Among the additional investment, REPowerEU features the possibility for member states to voluntarily transfer a considerable amount of money from some EU funds, such as the Cohesion Policy and the Common Agricultural Policy (CAP), to the Recovery and Resilience Facility (RRF).

However, this flexibility in using CAP funds was not well received by farmers.

“Using funds from the CAP national strategic plans can only be acceptable if the REPowerEU investments are initiated by the farming community,” said a letter, seen by EURACTIV, the farmers’ lobby COPA-COGECA sent to Commission President Ursula von der Leyen on 12 May.

The Commission’s communication on the matter states that “delivering part of the Common Agricultural Policy financing under the Recovery and Resilience Facility speeds up the implementation of relevant projects, allowing farmers to receive the necessary financial support to reduce the use of synthetic fertilisers and increase the production of sustainable biomethane or renewable energy”.

In particular, up to €7.5 billion can be reallocated from the CAP’s second pillar, the rural development fund, to the RFF, the key financial instrument of NextGenerationEU, which is the temporary instrument designed to boost the bloc’s recovery from the COVID-19 pandemic.

COPA-COGECA insisted that the re-direction of rural development money to a different scope should only be possible if the farming community initiates the REPowerEU investments.

In their letter, COPA-COGECA presidents stressed the need to adequately address the contribution of European agriculture and forestry in the REPowerEU action plan when it comes to reducing EU energy, fertiliser, and high-protein rich by-products dependencies, in part by directly involving the European agriculture in the zero-carbon transition.

Biomethane action plan divides

The plan also mentions the recently unveiled Biomethane Action Plan, which doubled the EU’s goal for home-grown biomethane production to 35 billion cubic metres per year by 2030.

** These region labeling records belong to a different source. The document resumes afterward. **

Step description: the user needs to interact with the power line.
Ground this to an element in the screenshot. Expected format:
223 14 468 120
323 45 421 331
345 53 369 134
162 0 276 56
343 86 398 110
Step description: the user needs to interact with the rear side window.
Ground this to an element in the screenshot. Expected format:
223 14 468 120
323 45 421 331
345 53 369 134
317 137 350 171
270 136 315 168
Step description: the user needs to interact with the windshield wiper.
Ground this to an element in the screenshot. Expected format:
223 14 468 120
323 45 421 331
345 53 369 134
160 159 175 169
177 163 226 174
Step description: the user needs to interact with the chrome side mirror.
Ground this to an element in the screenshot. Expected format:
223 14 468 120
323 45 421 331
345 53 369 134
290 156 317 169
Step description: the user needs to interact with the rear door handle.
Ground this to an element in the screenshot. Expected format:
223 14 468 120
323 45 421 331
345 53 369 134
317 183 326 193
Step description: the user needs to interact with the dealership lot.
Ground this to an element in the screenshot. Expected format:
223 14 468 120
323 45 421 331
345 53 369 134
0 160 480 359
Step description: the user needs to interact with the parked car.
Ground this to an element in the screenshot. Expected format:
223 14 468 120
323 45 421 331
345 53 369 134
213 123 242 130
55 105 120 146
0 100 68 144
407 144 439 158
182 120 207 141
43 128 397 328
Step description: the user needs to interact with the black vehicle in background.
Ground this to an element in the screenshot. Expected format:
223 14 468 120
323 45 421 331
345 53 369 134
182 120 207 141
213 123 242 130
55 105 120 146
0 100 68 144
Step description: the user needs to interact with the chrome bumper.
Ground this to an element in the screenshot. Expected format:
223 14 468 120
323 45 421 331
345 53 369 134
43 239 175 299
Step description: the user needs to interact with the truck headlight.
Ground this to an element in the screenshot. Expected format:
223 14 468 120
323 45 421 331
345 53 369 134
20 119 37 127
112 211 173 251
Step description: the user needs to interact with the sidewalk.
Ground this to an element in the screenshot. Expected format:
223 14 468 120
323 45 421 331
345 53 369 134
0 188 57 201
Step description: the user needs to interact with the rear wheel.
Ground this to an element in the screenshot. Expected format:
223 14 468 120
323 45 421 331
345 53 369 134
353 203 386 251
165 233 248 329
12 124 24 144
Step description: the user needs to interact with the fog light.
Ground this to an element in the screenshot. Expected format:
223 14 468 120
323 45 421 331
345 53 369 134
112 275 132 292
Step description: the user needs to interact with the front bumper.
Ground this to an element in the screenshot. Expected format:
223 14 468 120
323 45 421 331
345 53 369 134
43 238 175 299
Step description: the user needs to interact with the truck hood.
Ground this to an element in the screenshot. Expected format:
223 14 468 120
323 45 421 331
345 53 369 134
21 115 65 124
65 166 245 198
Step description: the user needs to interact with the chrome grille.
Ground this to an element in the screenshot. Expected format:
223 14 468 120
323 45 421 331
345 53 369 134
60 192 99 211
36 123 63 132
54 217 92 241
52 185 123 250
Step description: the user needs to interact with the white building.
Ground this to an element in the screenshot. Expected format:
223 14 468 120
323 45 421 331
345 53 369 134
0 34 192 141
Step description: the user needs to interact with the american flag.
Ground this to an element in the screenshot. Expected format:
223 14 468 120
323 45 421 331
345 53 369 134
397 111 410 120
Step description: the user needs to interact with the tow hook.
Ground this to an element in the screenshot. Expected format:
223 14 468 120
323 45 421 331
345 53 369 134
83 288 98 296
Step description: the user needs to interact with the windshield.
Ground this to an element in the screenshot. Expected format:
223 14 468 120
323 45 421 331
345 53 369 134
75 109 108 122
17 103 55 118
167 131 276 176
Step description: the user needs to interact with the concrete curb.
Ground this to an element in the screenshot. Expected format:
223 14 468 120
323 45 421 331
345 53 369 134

According to the Biomethane action plan, member states’ national CAP strategic plans should be instrumentalised to “channel funding to biomethane produced from sustainable biomass sources.”

This includes in particular agricultural wastes and residues, the communication specifies.

Commission doubles ambition for EU biomethane production from agricultural waste

The European Commission has doubled its objective for home-grown biomethane production to 35 billion cubic metres per year by 2030 as part of efforts to bolster the bloc against a looming energy crisis, according to a new communication.

Irish centre-right MEP Colm Markey told EURACTIV that lawmakers were perplexed by the idea of making available funds to boost biomethane production since the world is on the brink of a food security crisis.

“Food production should be the top priority for our farmers, followed by feed and then bioenergy,” he said, adding that there are plenty of other schemes that could be used to generate the required funding.

“We also urgently need a land-use strategy that prioritises food production alongside a comprehensive protein strategy in light of the Ukraine war,” Markey continued.

Likewise, Italian MEP Herbert Dorfmann – who is the agriculture spokesperson of the European Parliament’s largest political group, the European People’s Party (EPP) – disagreed with the idea of using agriculture subsidies for a fund that goes completely outside the control of the rural development plan without any ringfencing for agricultural projects.

“Further incentivising the use of food for biogas at this moment seems to me simply immoral,” he added.

However, the biogas and biomethane sector hailed the Commission’s package, seeing the industrial alliance proposed in the context of REPowerEU as an essential instrument to steer cooperation between policymakers, investors and the biomethane value chain to drive technological innovation.

“The additional 37 billion euros of targeted investments proposed by the Commission can support the development of new capacity and infrastructure to accommodate biomethane into the gas grid and create energy communities,” Harmen Dekker, the CEO of the European Biogas Association (EBA),  explained in a note.